Pour faire face à l’augmentation des agressions anti-homos, la capitale belge dégaine une nouvelle arme juridique: des amendes censées accélérer la réponse judiciaires aux insultes et violences.
 
Ces derniers mois, plusieurs agressions homophobes ont provoqué l’inquiétude dans le quartier gay bruxellois.
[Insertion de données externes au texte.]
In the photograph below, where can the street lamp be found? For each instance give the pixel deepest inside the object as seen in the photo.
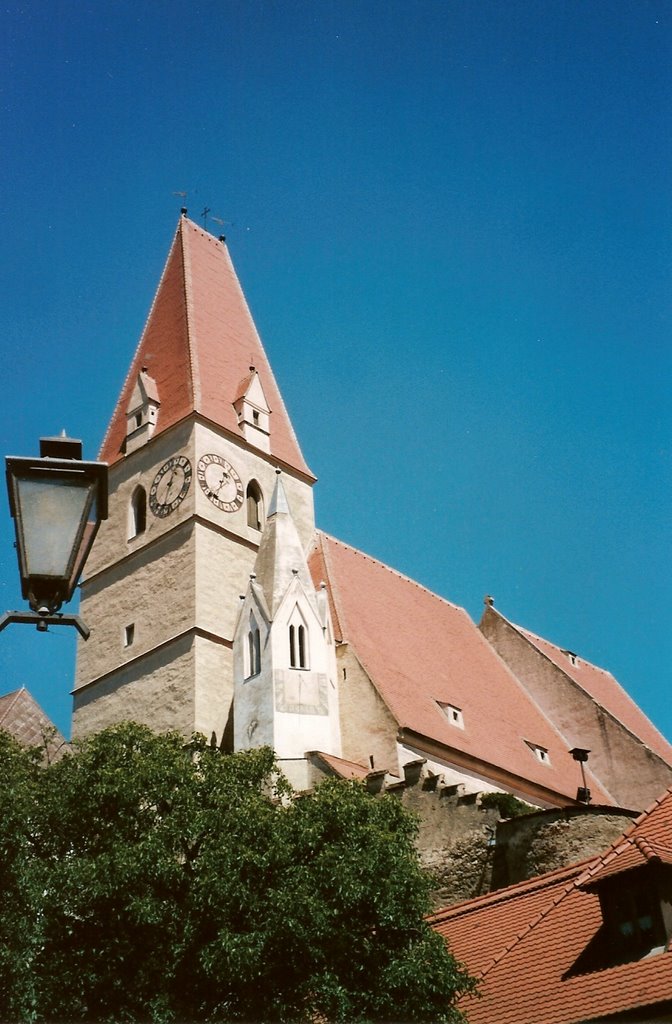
(57, 503)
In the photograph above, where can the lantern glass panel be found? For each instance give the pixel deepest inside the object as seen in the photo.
(52, 515)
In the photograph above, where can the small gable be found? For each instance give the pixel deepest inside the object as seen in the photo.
(253, 412)
(141, 412)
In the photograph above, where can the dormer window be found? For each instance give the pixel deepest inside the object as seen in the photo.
(297, 646)
(141, 412)
(253, 649)
(541, 753)
(453, 714)
(254, 505)
(253, 412)
(635, 905)
(137, 513)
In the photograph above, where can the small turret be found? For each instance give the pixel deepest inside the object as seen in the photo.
(285, 677)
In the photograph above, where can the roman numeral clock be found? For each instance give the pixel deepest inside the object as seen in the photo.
(219, 482)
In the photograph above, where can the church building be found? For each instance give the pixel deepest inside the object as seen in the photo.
(217, 606)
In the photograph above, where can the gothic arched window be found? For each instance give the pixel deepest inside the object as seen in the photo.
(137, 513)
(254, 505)
(298, 649)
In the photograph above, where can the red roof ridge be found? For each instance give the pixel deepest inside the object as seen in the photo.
(572, 885)
(14, 694)
(384, 565)
(189, 299)
(510, 892)
(333, 586)
(131, 372)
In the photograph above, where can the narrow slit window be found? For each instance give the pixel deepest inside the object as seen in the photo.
(292, 647)
(254, 650)
(137, 513)
(254, 505)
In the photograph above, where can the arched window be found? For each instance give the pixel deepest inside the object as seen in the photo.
(298, 650)
(254, 505)
(253, 649)
(137, 513)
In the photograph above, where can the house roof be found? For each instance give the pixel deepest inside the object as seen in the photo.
(340, 766)
(198, 344)
(604, 689)
(523, 942)
(422, 652)
(23, 718)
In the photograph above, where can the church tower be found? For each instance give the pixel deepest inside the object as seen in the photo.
(194, 443)
(284, 649)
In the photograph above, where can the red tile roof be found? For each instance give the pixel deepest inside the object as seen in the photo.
(605, 690)
(525, 940)
(22, 716)
(421, 651)
(198, 345)
(342, 767)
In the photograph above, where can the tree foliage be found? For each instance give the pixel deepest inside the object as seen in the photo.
(145, 879)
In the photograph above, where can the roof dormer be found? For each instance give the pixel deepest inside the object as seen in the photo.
(141, 412)
(252, 411)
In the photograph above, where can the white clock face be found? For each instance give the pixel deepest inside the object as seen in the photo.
(170, 485)
(220, 482)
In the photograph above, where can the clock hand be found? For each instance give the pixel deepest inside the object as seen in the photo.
(224, 478)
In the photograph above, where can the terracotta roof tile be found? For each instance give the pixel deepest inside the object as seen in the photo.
(198, 345)
(23, 718)
(605, 689)
(538, 930)
(422, 651)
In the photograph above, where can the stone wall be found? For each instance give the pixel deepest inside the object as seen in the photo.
(470, 850)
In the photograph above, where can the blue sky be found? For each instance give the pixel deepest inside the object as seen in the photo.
(453, 223)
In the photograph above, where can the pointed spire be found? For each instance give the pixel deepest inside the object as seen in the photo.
(281, 557)
(198, 344)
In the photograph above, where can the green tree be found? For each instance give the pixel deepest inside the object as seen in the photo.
(156, 880)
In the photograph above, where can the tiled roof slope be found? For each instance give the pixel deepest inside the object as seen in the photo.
(199, 344)
(523, 941)
(341, 767)
(420, 650)
(23, 718)
(604, 689)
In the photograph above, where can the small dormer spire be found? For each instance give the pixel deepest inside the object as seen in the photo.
(141, 412)
(253, 412)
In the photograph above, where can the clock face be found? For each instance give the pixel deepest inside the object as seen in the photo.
(170, 485)
(220, 482)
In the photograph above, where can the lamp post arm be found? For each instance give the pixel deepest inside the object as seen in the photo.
(43, 622)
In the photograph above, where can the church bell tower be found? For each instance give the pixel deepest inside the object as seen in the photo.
(194, 443)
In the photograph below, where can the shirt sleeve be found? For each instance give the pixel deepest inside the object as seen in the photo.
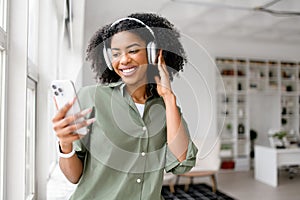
(172, 163)
(176, 167)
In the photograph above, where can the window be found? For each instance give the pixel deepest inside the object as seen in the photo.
(30, 140)
(2, 91)
(32, 77)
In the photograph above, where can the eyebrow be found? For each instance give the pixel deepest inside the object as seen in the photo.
(132, 45)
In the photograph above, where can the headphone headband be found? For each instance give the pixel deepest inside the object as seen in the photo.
(136, 20)
(151, 46)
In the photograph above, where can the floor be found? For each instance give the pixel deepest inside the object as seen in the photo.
(240, 185)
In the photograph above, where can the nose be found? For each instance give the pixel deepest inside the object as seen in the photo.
(125, 58)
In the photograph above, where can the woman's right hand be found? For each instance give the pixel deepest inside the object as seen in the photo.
(65, 129)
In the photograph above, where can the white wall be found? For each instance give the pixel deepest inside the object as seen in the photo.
(56, 61)
(16, 100)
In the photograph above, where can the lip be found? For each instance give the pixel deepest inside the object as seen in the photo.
(128, 71)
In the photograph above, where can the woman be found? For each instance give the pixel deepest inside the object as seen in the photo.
(136, 130)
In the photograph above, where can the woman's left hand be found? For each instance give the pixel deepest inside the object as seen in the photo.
(163, 82)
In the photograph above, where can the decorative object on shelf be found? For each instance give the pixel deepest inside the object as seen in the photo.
(280, 139)
(248, 81)
(253, 136)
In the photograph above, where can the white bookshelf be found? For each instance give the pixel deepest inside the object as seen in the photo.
(243, 85)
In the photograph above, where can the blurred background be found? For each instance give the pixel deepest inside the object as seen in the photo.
(241, 85)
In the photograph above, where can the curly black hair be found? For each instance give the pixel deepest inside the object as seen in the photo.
(166, 38)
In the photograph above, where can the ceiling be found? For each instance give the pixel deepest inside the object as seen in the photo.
(213, 18)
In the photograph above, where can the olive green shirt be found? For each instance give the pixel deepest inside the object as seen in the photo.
(124, 154)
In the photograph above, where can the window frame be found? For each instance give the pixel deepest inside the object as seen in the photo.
(3, 76)
(30, 156)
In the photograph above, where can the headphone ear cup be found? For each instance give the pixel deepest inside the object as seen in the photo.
(107, 57)
(151, 52)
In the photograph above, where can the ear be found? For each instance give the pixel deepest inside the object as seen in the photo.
(107, 57)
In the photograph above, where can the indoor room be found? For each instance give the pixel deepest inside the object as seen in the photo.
(237, 87)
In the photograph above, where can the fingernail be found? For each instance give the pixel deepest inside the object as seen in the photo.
(86, 111)
(72, 101)
(89, 121)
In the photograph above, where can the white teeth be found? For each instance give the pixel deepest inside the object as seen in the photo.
(128, 70)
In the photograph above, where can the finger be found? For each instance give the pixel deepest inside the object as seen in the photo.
(157, 80)
(162, 63)
(70, 129)
(71, 119)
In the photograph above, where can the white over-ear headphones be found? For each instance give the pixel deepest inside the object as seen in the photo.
(151, 46)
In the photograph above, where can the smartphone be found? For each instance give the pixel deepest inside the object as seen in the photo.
(64, 92)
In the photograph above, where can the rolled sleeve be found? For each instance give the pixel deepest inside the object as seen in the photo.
(176, 167)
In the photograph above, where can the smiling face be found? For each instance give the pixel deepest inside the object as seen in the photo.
(129, 58)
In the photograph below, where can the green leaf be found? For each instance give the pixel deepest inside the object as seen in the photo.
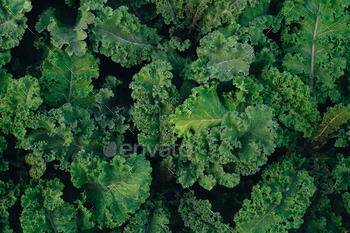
(119, 34)
(44, 210)
(66, 30)
(150, 218)
(197, 215)
(220, 57)
(291, 99)
(115, 189)
(155, 99)
(312, 44)
(341, 172)
(202, 109)
(239, 146)
(346, 199)
(67, 79)
(12, 22)
(332, 120)
(64, 134)
(278, 202)
(18, 103)
(8, 193)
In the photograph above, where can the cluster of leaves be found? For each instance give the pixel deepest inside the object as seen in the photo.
(241, 109)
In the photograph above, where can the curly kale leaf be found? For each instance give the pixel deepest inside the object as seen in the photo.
(291, 100)
(106, 111)
(220, 155)
(3, 146)
(220, 57)
(116, 189)
(119, 34)
(197, 215)
(201, 16)
(18, 101)
(12, 22)
(152, 217)
(341, 173)
(67, 29)
(312, 47)
(332, 120)
(44, 210)
(67, 79)
(8, 193)
(155, 99)
(202, 109)
(278, 202)
(64, 134)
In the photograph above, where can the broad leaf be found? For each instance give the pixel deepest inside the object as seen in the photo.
(119, 34)
(67, 79)
(313, 45)
(18, 102)
(202, 109)
(67, 29)
(156, 98)
(44, 210)
(12, 22)
(278, 202)
(220, 57)
(114, 189)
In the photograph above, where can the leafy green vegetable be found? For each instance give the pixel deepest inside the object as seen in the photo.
(312, 47)
(13, 22)
(245, 101)
(155, 99)
(202, 109)
(20, 99)
(278, 202)
(240, 145)
(65, 31)
(116, 189)
(199, 216)
(67, 79)
(127, 42)
(151, 218)
(220, 57)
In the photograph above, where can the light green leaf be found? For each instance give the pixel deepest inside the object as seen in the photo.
(67, 79)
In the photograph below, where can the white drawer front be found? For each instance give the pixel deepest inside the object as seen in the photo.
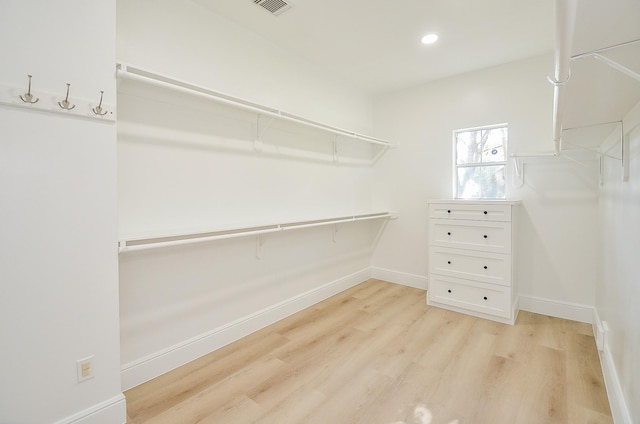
(474, 235)
(480, 266)
(486, 212)
(480, 297)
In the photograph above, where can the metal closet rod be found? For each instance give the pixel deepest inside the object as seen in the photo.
(189, 238)
(138, 74)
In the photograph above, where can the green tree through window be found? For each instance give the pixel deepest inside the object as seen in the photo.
(480, 159)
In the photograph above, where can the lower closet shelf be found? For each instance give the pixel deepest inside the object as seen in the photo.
(167, 240)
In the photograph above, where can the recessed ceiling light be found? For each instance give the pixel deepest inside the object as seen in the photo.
(429, 38)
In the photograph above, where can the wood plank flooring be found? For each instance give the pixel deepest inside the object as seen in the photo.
(377, 353)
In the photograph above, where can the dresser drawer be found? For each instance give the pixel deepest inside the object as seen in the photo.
(480, 297)
(474, 212)
(476, 235)
(470, 264)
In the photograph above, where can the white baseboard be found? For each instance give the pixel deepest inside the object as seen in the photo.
(619, 410)
(160, 362)
(398, 277)
(556, 308)
(112, 411)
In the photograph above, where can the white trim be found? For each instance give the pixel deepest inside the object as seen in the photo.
(112, 410)
(162, 361)
(619, 410)
(557, 308)
(399, 277)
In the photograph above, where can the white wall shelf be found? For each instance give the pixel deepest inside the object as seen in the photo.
(176, 239)
(138, 74)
Il y a trois semaines, cela a même failli mal tourner: un agresseur a été poignardé par un barman qui tentait de se protéger (lire article). Très médiatisé, cet acte de violence demandait une réaction politique.
 
Insultes verbales et violences physiques
Le bourgmestre de Bruxelles Freddy Thielemans vient donc d’annoncer que le système des amendes administratives sera étendu à partir du mois de mars prochain, Actuellement, toute une série d’actes inciviques (des graffitis aux crottes de chien laissées sur le trottoir) sont pénalisés de cette manière. Cela permet de réduire le sentiment d’impunité vu que la justice, débordée, ne poursuit plus les auteurs de ces faits. A l’avenir, les insultes verbales et les violences physiques mineures (par exemple une giffle) feront partie du champ d’application de ces amendes.
 
Un protocole d’accord sera signé avec le Parquet en janvier. Une fois le système mis en place, les plaignants devront d’abord déposer plainte à la police, qui dressera procès-verbal et transmettra le dossier à la Ville de Bruxelles. L’auteur des faits écopera d’une amende allant de 50 à 250 euros. En cas de récidive, ce montant sera alourdi. De plus, ces amendes sont cumulables, une insulte et une violence physique mineure constituant deux faits différents.
 
Renforcement de la présence policière
Ce plan d’action a été présenté aux associations et aux commerçants actifs dans le quartier gay lors d’une réunion de prévention. Le bourgmestre a rappelé que les policiers bénéficiaient maintenant d’une formation à l’accueil des victimes d’homophobie et qu’une importante campagne de prévention avait été menée en mai dernier pour inciter ces victimes à déposer plainte (lire article). Mais les acteurs de terrain réclament un renforcement de la présence policière dans le quartier. Six hommes supplémentaires patrouillent pourtant depuis le mois d’août, mais ils sont trop peu visibles. Le chef de corps de la police bruxelloise a proposé que le fonctionnement de ces patrouilles soit adapté, notamment au niveau des horaires, la plupart des incidents survenant en soirée ou durant la nuit.